沈长安连想都没想,语气十分隨意。
“二本什么的也行,离家近,离分部也近,省得折腾。”
坐在后排的白音一听,立刻举起双手赞成:“老板去哪我就去哪!反正我这脑子也考不上什么好学校。”
一旁的李汐晚也微笑著点了点头,虽然她成绩优异,但显然也打算跟著沈长安的步伐。
听到这三个年轻人的打算,老赵忍不住皱起了眉头,苦口婆心地劝道:“你们这些年轻人,眼光要放长远一点。尤其是你,长安,以你的实力,窝在青州这种小地方太屈才了。你应该走出去,去那些大城市看看,那里的平台和资源都不是青州能比的。汐晚成绩那么好,更应该去顶尖的学府。”
沈长安转过头,有些无奈地看著老赵:“我们要是都拍拍屁股走了,青州区这边的烂摊子谁来管?你一个人带著几个后勤人员去砍魔物吗?”
“这个你大可放心。”
老赵笑了笑。
“咱们东煌国各个地区的人力资源配置,都是由总局统一调度的。平时的话,外勤人员確实很难跨区调动。但是,针对你们这种適龄高考的镇夜司成员,总部是有特例的。”

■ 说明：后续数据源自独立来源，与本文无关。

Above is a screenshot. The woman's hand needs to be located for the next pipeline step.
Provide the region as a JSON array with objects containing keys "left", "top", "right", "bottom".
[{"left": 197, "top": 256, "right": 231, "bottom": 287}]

老赵顿了顿,继续说道:“只要你们考去了其他城市,总局就会立刻从周边的富裕防区调动几个实力相当的人手过来,暂时顶上青州区的空缺。等你们大学毕业了,不管是选择留在当地,还是返回原来岗位,总局都会重新安排。所以,防务空虚这个问题,根本轮不到你来操心。”
沈长安听完,若有所思地点了点头:“原来还有这种规定,那確实省事了不少。”
隨后,沈长安话锋一转,看著老赵问道:“对了,你今天来接我们,弄得这么明目张胆的。是不是张叔他们已经知道,清清发现咱们工作底细的事了?”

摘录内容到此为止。